Thursday, May 26, 2011

The LaBiancos Scream In Pain


A cordial response -- from Charles Manson


Posted May 23, 2011 @ 10:38 PM


Published on September 18, 1992 in the Journal Star:

I've been amazed by two facts regarding Charles Manson:

One of his first arrests was in Peoria.

There's scant information about his activities here.

In the Journal Star morgue, we have only two short stories about his local doings.

It's small potatoes compared to the Tate-LaBianco murders for which he's doing life at California State Prison in Corcoran, Calif.

The stories say that in 1949, the 16-year-old Manson and another youth broke into Waugh's Market, 3919 SW Adams, taking $1,200.

On March 22 of that year, Peoria police got a call someone was breaking into Earl Johnson Chevrolet on Main Street.

As a squad car pulled up to a side door, Manson, thinking the police car was his getaway car, ran from the building and jumped in the squad car.

Within seconds, he was looking at two pistols in his face. His reaction: "Ah, (expletive)! "

I wanted to know what brought him to Peoria and what he did here, so I dropped him a line.

I got his address from a California prison spokesman, who said he doubted I'd get a response. He was wrong.

My letter came back with messy yet legible cursive scrawl on the front, back and margins.

Though the spelling and grammar are poor, (Manson admits, "I dont spell . . . in English to good"), the response was cordial and devoid of expletives.

What follows is the letter, nearly unedited except for grammar and spelling changes. The parenthetical additions are mine.

____

I ran out of Boys Town, stole a car in Lincoln, Neb., and rolled to Idaho. I stole a hearse, (a) meat wagon, (and) ran with a kid.

Went to the Peoria housing projects, where his uncle ran the numbers out of Chicago.

We took a safe box -- 500 pounds -- and threw it off the bridge onto the railroad tracks and did a lot of underworld stuff.

That town's always been good to me. It's not too big like L.A. or St. Louis, yet big enough to get lost in.

The cops got me for a lot of money two times. I wrecked the hearse and they send me back to Indiana reform school.

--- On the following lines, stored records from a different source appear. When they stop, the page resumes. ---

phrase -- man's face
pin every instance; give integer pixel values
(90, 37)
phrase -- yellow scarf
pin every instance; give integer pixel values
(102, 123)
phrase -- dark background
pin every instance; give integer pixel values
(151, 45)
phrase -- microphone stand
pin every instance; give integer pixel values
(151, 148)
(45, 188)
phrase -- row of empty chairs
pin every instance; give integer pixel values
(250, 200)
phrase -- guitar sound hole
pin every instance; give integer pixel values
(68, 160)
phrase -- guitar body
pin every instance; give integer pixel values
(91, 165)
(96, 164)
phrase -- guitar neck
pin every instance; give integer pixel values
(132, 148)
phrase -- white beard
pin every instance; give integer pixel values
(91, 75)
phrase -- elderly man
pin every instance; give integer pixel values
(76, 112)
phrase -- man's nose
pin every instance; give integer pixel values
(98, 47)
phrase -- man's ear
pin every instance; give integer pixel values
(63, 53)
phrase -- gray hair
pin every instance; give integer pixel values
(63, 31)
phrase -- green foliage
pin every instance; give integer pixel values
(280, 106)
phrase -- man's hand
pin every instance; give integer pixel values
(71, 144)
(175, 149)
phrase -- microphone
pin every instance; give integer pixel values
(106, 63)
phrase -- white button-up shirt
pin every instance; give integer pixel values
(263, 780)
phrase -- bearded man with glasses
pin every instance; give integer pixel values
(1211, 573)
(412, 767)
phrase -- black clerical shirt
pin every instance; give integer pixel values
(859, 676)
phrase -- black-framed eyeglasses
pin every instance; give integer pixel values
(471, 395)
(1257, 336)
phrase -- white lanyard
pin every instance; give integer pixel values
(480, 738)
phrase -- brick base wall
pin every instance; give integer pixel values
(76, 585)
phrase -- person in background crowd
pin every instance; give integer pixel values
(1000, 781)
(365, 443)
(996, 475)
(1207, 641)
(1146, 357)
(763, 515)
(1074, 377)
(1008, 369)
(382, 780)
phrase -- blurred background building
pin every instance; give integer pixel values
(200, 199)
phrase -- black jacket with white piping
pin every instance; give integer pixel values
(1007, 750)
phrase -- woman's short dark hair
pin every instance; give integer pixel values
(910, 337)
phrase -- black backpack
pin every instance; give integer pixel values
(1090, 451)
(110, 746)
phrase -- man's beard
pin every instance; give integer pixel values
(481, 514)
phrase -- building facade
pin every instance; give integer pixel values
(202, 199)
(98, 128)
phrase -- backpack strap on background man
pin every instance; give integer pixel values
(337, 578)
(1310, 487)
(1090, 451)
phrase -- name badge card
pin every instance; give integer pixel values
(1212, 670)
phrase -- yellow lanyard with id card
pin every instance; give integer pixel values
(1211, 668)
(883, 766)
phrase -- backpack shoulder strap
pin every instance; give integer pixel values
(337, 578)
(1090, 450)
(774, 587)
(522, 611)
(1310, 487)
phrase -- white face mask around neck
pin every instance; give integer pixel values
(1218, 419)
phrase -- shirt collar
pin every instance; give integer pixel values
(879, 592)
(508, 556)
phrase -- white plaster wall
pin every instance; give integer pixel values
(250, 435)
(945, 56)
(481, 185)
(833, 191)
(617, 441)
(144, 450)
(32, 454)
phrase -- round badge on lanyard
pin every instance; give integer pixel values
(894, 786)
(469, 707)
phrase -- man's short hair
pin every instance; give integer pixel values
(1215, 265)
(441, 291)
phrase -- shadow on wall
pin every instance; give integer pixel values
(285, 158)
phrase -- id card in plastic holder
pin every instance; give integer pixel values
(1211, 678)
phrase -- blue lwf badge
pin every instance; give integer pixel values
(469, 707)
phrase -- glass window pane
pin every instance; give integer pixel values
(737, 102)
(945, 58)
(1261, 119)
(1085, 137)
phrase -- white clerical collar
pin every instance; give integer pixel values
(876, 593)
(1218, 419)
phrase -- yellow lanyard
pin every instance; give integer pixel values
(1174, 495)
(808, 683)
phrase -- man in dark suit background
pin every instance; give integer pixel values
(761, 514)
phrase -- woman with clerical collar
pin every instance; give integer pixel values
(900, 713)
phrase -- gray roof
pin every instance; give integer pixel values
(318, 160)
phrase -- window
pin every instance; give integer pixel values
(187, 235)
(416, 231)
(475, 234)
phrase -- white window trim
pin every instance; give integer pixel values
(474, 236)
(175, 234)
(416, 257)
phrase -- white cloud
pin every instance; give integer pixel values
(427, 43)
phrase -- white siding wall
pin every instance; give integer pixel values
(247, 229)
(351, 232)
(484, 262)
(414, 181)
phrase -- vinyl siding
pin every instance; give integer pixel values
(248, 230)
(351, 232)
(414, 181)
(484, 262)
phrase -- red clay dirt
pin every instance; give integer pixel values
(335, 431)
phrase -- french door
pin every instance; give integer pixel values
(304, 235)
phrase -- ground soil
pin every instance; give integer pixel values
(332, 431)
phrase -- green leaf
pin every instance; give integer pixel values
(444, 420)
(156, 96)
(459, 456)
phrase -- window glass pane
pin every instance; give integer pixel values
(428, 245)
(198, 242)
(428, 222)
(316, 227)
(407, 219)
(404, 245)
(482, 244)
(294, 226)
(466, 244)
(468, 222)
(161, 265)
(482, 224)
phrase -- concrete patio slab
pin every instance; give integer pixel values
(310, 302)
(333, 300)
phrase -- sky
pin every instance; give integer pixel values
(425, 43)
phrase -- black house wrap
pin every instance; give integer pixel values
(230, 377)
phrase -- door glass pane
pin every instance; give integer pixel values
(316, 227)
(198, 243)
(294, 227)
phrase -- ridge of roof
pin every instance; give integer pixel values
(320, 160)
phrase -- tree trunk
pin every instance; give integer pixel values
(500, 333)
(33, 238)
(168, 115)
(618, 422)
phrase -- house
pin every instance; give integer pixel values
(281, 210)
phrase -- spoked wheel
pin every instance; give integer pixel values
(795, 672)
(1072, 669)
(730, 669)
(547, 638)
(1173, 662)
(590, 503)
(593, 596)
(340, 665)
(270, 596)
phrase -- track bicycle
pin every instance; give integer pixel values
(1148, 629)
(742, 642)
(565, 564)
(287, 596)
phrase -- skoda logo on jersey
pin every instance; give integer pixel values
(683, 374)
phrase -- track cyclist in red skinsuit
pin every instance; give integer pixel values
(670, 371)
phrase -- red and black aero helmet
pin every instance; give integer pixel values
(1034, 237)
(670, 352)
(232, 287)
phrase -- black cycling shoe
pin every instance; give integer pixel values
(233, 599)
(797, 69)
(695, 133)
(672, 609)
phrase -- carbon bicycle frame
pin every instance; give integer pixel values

I was never a real kid. I grew up myself, fast, and was raised by the underworld and monks and sisters in the boys' homes.

Me and Blackie buried a lot of rings, gold watches from a jewelry-store heist. I guess he went back and got it because we got split up.

Yeah, I did a lot of growing up in that town (Peoria) -- fast growing up. They put me in the jail last time I went through there. . . .

It may sound foolish, but that town has always been sweet for some reason.

____

I'm not sure where Manson and his buddy Blackie dumped the safe and buried the jewelry. Maybe Manson can clear this up.

He wrote that the Journal Star stories I had sent him weren't with the letter, and he'd like to see them.

"Send and I'll respond," he wrote.

What happened to the stories?

"It's very possible someone in the mailroom in the prison took the clips as a souvenir or whatever," wrote Sandra Good, who sent along Manson's letter to me.

I assume this is the same Sandra Good who was a member of the Manson family and once roomed with Squeaky Fromme, who once tried to kill Gerald Ford.

Why would Manson send the letter to her first, instead of directly to me? Maybe to save a stamp, or maybe she's his press agent.

I don't know; her number's unlisted. I'll ask about this in my next letters to both of them.

And maybe we'll find out if he left any hidden treasures during his short stay in Peoria.

1 comment:

Anonymous said...

Being in the Peoria area, I read this article and laughed out loud. Credibility shot, ya think?